After four years in the Bay Area, as she really developed in her career at UCSF, and they promoted her to Associate-Chair, the Vice Dean called her out of the blue to let her know that her counterpart in OBGYN was retiring and she wanted her to apply for the job. Around the same time, she found out she was pregnant with her second child. When Connie let her Vice-Dean know that she did not think she could handle the more demanding work as Associate-Chair of OBGYN, the Vice-Chair at first accepted her decision in not applying and said she understood and wasn’t disappointed.

And then she stopped herself and said, “You know what? I am lying. I am disappointed. I think you should do this. There are plenty of career women, executives, who have raised small children and are successful in their job, and I think you should try.” 

“I went back to my husband to consult with him, and I did go forward to apply. I thought that I probably wouldn’t get it. But lo and behold, I met with the Chair – who is my current boss. I went through the 7-8 rounds of interviews, and she offered me a job just before I was going to go on maternity leave.” 

She currently manages the UCSF department of OBGYN. This includes all aspects within the School of Medicine, the actual hospital, and doctors and clinics. Their buildings, their research grants, the administrative teams. In all, she oversees 800 people, with teams of admins supporting her work. 

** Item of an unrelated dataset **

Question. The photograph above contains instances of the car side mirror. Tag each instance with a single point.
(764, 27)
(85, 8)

Her current days, are constant, back-to-back Zoom meetings. She starts her day early to be with her kids and get them ready for school. Then from 8 am to 6pm, in constant Zoom meetings with all the different departments. She says it’s a very well-oiled machine, where she has lots of support. But she is there to help manage the problems as they arise. She then spends her evenings with her kids, and then after they are in bed, it’s back to more work that she could not get done during her day, most times going to bed herself past midnight. 

“Do I like what I do? Most days I do. Some days it’s just really stressful. This job in OBGYN has really kicked my butt. And this job with COVID, and what we needed to do to pivot, has been difficult. When parts of the hospital were shut down because of elective surgery, we bled $4 million, and it’s my problem to fix. The pressure is just constantly on.”